Rwandan Culture Day event held in Daegu
This is a summary of the Rwandan students'' suggestions. "There are 12 Rwandan students studying at Daegu University. So why is the event held every year at a university near Seoul? And why do we always have to travel to Seoul to attend the event? Daegu University lacks nothing when it comes to hosting events. It is a university that we would like to show off and boast about. We don''t think it is quite right to host the event in Seoul all the time. We would like to invite the Ambassador to Daegu University as well."

Then the ambassador added, "Daegu University has taught Rwandan students very well. As I listened to the students'' suggestions with their confident and dignified voices, I thought that they had received an exemplary education. In addition, it seems that the students have also developed their leadership skills. I wanted to come to Daegu University, where these students have been so well taught, to discover the educational environment and meet with the school''s president. Thank you."

It was an unexpected bit of admiration. It was also a fresh shock. As I heard about the thoughts and the courage of the Rwandan students who are studying at Daegu University through the Ambassador, I felt very proud of them. Also, I was thrilled by the ambition of the Rwanda Ambassador to Korea, who had a good view of the students'' thoughts, and decided to hold the event at Daegu University.

However, one frustrating topic that has been weighing heavy on my heart for a long time came to mind. Namely, Korea''s strong centralization of power and the capital region-centric structure. Korea''s policy-making process and resource allocation structure are thoroughly centralized to the capital region. Central politicians and bureaucrats are inundated with capital supremacy. It is no exaggeration to say that the provinces and local regions are inner colonies of Seoul.

Therefore, those living in the provinces and local regions cannot help but feel sad. In fact, the people living in local cities have always been treated as second-class citizens. The local universities were often denigrated as ''jijab-dae,'' meaning universities outside the Seoul Metropolitan area. The term is used to insult those who failed to enter the more prestigious universities of Seoul. Local businesses and local media are not much different. The central government seemed to think that distribution of the budget to the provinces is like dispensation. Local cities had to impress the central authorities to get even a little more. Concerns and issues that national development can be limited by such action have been raised for a long time, but thus far, the situation has not improved.   

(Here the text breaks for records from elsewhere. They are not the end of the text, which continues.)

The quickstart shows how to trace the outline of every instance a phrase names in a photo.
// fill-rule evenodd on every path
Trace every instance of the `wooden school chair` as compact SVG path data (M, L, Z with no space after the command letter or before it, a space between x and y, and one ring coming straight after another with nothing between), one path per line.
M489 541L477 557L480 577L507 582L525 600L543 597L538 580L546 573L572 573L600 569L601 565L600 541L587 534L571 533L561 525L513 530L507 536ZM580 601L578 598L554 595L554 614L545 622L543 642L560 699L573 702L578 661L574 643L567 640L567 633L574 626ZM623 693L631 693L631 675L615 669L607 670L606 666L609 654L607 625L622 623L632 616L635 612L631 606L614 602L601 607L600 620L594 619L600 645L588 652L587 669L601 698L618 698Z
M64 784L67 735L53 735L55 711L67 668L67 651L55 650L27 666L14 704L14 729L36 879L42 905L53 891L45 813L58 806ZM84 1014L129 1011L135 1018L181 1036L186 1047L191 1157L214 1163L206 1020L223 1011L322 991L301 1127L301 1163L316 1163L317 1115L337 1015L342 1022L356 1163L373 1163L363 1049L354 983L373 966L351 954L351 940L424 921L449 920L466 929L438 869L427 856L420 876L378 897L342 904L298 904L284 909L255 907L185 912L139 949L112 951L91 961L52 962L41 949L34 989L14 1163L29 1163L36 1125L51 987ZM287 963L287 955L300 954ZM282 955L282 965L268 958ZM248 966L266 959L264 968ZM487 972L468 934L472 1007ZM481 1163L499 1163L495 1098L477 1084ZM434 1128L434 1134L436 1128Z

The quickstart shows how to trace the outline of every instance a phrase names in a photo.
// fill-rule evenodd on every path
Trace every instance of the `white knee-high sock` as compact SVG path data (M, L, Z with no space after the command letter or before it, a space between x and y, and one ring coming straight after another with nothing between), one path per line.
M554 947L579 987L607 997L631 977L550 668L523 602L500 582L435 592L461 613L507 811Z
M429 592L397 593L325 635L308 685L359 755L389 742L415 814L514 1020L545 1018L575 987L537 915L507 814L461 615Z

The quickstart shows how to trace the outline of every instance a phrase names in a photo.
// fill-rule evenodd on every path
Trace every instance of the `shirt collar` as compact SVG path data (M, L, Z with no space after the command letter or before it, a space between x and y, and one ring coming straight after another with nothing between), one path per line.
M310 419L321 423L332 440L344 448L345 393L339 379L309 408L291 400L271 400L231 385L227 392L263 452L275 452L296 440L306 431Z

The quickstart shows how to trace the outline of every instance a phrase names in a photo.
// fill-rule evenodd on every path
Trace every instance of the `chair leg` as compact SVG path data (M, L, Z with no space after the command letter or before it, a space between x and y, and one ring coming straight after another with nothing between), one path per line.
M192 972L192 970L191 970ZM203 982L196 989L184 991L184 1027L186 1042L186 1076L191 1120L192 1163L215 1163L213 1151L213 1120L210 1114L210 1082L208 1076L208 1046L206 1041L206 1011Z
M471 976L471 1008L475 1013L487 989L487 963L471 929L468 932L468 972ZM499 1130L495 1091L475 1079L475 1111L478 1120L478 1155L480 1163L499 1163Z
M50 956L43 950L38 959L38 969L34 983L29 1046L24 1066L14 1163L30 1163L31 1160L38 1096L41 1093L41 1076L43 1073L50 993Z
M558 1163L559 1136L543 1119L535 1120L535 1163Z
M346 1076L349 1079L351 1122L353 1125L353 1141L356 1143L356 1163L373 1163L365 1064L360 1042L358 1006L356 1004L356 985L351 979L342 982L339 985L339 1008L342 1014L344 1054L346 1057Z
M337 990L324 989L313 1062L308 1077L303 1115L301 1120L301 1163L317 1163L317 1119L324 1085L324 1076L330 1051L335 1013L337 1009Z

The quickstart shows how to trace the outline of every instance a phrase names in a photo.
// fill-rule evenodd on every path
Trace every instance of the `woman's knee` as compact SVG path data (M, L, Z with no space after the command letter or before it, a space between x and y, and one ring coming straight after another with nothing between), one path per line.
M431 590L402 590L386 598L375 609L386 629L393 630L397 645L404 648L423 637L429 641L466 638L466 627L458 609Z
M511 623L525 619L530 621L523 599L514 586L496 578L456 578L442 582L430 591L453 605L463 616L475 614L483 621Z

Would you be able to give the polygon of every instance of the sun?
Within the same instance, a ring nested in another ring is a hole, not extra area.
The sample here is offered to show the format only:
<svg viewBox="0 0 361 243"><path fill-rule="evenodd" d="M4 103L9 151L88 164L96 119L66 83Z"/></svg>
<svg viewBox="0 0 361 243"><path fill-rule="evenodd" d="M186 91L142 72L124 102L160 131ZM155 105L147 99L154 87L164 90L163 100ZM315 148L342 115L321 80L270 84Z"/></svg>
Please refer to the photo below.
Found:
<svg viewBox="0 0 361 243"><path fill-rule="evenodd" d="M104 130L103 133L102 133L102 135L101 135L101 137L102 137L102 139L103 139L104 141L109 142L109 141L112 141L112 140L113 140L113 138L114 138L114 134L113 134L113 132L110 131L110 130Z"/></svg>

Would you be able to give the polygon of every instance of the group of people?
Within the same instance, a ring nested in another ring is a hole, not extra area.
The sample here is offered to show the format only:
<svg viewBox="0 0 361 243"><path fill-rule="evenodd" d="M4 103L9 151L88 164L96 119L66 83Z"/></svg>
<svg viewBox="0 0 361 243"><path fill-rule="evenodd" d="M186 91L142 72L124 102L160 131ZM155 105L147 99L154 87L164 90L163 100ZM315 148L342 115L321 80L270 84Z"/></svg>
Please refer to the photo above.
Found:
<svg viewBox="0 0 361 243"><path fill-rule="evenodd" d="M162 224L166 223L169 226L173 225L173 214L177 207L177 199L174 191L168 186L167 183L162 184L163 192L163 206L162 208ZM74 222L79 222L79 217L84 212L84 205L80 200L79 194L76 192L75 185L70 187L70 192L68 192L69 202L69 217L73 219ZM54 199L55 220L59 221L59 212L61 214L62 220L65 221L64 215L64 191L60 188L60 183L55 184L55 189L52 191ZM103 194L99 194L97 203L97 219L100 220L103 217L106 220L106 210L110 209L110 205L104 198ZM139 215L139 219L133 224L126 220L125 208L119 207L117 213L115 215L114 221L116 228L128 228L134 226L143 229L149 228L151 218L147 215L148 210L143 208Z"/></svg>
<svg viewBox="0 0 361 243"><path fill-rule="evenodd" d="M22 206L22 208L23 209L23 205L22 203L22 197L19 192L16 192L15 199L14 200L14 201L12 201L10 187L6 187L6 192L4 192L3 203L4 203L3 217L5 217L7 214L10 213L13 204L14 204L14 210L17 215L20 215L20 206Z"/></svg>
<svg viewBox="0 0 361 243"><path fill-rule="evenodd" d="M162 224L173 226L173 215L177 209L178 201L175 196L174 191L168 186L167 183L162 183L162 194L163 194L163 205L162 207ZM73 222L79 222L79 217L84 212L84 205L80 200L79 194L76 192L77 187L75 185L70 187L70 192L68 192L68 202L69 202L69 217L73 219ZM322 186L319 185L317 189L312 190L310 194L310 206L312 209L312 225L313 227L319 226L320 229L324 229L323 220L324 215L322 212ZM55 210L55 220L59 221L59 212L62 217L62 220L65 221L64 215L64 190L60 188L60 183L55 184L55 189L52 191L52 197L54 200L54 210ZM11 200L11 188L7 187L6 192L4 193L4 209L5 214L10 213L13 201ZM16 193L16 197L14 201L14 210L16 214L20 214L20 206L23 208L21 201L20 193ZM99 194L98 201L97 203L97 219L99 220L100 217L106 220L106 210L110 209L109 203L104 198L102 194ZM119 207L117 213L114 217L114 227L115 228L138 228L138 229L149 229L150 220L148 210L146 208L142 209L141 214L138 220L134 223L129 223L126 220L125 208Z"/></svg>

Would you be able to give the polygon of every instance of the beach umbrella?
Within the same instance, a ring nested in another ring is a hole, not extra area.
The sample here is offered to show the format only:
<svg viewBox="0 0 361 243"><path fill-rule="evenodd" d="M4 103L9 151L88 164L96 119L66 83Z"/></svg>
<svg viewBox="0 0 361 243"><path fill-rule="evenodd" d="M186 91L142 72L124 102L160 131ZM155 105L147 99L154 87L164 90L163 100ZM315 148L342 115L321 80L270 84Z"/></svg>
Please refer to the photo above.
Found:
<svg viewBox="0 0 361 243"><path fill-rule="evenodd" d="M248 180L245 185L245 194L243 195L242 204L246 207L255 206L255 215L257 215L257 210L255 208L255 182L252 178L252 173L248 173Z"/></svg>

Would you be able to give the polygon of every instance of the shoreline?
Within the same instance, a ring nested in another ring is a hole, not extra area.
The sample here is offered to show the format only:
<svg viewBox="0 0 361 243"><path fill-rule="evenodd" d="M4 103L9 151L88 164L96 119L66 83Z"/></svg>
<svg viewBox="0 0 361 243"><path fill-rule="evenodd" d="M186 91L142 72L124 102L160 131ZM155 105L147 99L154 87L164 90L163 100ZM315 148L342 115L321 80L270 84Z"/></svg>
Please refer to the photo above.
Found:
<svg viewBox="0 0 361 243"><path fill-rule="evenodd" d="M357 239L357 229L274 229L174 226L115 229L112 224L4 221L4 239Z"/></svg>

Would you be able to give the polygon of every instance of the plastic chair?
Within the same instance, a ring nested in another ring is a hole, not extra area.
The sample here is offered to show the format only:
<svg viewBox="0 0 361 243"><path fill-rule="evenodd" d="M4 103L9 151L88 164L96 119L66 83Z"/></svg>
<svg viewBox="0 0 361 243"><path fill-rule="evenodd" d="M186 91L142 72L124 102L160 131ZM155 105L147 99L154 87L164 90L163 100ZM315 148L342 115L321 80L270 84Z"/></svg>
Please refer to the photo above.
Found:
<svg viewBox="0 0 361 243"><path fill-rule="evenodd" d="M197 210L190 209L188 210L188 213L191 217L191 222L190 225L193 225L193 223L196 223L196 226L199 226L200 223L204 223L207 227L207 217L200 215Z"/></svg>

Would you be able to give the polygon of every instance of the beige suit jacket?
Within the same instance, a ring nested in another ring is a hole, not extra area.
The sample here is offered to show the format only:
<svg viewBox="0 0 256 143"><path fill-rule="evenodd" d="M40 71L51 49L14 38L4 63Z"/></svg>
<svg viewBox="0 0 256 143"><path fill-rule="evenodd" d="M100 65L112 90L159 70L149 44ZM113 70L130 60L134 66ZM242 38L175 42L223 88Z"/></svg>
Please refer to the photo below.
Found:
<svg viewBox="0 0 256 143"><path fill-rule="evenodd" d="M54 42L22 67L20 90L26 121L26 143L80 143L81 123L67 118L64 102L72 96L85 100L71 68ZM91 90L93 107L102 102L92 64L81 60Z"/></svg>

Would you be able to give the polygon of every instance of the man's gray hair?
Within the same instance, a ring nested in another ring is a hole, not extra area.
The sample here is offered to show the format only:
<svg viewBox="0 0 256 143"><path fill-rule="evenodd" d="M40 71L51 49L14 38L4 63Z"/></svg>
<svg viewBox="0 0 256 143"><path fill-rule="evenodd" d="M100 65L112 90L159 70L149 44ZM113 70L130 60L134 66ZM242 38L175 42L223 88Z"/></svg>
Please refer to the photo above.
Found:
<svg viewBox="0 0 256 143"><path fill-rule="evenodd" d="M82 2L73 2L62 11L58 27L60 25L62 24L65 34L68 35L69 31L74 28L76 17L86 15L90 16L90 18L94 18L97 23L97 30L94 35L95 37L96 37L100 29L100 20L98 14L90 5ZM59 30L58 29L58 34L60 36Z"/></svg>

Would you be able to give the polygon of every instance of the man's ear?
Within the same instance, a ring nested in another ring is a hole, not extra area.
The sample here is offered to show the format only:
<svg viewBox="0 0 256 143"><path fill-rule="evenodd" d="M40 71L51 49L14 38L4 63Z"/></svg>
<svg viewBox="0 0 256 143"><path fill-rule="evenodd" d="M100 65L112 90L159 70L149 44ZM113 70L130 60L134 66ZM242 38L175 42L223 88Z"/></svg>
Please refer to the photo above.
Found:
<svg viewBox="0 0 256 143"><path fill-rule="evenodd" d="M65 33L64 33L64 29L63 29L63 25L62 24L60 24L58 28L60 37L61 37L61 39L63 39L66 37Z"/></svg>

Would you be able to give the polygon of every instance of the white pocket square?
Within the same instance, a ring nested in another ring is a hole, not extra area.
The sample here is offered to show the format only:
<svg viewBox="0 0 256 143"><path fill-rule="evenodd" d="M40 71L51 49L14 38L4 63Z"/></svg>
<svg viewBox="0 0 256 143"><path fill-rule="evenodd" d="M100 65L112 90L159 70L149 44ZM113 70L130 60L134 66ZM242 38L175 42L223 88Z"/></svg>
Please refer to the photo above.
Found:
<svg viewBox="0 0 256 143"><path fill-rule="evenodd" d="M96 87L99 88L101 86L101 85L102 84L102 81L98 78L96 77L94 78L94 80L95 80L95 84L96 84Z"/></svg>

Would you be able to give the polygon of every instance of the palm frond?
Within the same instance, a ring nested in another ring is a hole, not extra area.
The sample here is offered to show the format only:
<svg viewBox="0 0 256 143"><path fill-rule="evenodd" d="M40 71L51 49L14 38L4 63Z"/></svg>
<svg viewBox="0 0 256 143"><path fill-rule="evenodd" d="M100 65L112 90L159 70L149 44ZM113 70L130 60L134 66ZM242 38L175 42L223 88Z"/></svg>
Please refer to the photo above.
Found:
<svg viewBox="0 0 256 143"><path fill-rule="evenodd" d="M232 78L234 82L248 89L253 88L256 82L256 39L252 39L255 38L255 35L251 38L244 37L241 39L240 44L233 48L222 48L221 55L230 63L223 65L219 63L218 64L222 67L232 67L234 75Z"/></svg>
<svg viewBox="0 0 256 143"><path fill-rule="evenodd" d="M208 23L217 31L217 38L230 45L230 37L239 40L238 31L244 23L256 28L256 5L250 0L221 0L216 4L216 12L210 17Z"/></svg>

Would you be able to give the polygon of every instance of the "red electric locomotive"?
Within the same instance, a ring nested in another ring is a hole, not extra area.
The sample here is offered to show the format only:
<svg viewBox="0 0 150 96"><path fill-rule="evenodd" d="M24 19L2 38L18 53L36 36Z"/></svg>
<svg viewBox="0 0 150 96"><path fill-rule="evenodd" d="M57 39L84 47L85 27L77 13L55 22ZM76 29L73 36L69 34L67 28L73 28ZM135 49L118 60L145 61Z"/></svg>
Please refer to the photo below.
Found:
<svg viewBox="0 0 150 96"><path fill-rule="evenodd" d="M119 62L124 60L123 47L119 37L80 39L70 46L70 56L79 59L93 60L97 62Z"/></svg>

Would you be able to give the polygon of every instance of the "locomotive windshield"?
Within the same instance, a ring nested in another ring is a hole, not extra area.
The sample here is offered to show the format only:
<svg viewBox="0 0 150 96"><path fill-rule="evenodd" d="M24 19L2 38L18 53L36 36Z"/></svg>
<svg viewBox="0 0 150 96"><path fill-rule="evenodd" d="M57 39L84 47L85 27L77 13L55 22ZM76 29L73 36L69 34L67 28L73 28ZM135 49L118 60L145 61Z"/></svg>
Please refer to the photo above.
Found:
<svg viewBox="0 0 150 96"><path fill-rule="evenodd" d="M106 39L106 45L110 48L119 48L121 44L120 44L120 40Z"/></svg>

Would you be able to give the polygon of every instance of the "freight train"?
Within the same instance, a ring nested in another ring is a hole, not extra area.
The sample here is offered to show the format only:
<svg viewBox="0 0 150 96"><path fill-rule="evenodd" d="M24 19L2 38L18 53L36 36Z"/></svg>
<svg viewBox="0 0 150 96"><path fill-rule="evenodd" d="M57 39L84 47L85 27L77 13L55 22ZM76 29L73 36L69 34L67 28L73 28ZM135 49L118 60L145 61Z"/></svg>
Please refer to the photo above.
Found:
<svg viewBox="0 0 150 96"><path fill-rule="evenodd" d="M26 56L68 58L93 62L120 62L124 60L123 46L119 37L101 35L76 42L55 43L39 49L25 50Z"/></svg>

Decentralization must be reflected in the constitutional amendment process
It is natural that the capital area and the non-capital region should develop in a balanced manner. As a citizen of the Republic of Korea, wherever you live in the country, it is a matter of course to guarantee minimum educational opportunities, job opportunities, culture and medical services, and quality of life. Particularly in the 21st century, it is the era when urban competitiveness is the foundation of national competitiveness. The paradigm of national management must be changed. In preparation for the next constitutional amendment, a critical mind and vision toward a decentralized country and balanced development of the nation must be actively reflected. I hope that the balanced development of the nation, which started meaningfully in the Participatory Government of the Roh Moo-Hyun Administration but then has severly regressed since, can be resumed and pursed again. I look forward to extraordinary and exceptional local policies.